Polio ist hierzulande fast in Vergessenheit geraten, seitdem ein Impfstoff mit abgeschwächten Viren die Erkrankung nahezu ausgerottet hat. Doch nun werden seit Monaten Polioviren im Abwasser mehrerer deutscher Städte gefunden. Welche Gefahr geht davon aus?
Wie das Robert Koch-Institut (RKI) berichtete, wurden in mehreren deutschen Städten Polio-Viren im Abwasser entdeckt. Die nachgewiesenen Erreger vom Typ cVDPV2 stammen von Impfviren, die sich im Laufe der Zeit so verändert haben, dass sie wieder pathogen sind – vor allem für Menschen mit unzureichendem Impfschutz. Nach Einschätzung des RKI erscheint es „zunehmend wahrscheinlicher, dass derzeit in Deutschland zumindest lokal begrenzt eine Übertragung von cVDPV2 stattfindet“. Begründet wird dies mit der langen Dauer des Geschehens – über erste auffällige Wasserproben wurde bereits Ende 2024 in einem Großteil der nun betroffenen Städte berichtet – und dem Nachweis von cVDPV2 an verschiedenen Standorten.
„Die jetzige Situation ist zwar ein Rückschlag, aber aufgrund der hohen Immunisierung in Deutschland muss keine Endemie befürchtet werden“, erklärt Prof. Dr. Uta Meyding-Lamadé, Mitglied der DGN-Kommission Neuroinfektiologie und stellvertretende Vorsitzende der Nationalen Poliokommission des RKI. „Allerdings müssen wir davon ausgehen, dass sich Kinder ohne Impfschutz sowie immungeschwächte Erwachsene ohne Impfschutz nun auch wieder in Deutschland mit Polioviren infizieren könnten.” Eine Infektion bedeutet zwar nicht automatisch eine Erkrankung, neurologische Folgen sind jedoch nicht ausgeschlossen.

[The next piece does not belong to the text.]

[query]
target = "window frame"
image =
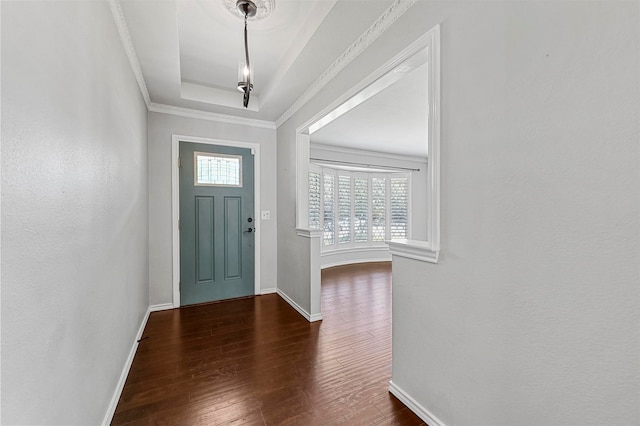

Wichtig sei es, den Impfschutz von Kindern zu überprüfen, den die Kinderärztinnen und Kinderärzte ohnehin im Blick haben, aber es gebe immer wieder Fälle, in denen aus verschiedensten Gründen Impftermine nicht wahrgenommen werden und die Kinder nicht ausreichend geschützt seien. Ein besonderes Augenmerk müsse auf Kinder in und aus Krisengebieten gelegt werden, wo notwendige Impfungen oft nicht mehr durchgeführt werden können, betont Meyding-Lamadé.
Eine zweite gefährdete Gruppe sind Erwachsene, deren Immunkompetenz durch angeborene oder erworbene Störungen des Immunsystems oder durch die Einnahme von Immunsuppressiva eingeschränkt ist. Meyding-Lamadé betont, dass es keinen Grund zur Panik gibt, da sich Erwachsene sehr viel seltener infizieren und nur in Ausnahmefällen schwere Verläufe auftreten. Dennoch sollten Ungeimpfte dieser Risikogruppe eine Impfung in Erwägung ziehen und bereits geimpfte Personen sollten prüfen, wann die nächste Auffrischungsimpfung fällig ist.
Auch hier gilt: Regelmäßiges Händewaschen und Handdesinfektion minimieren das Übertragungsrisiko!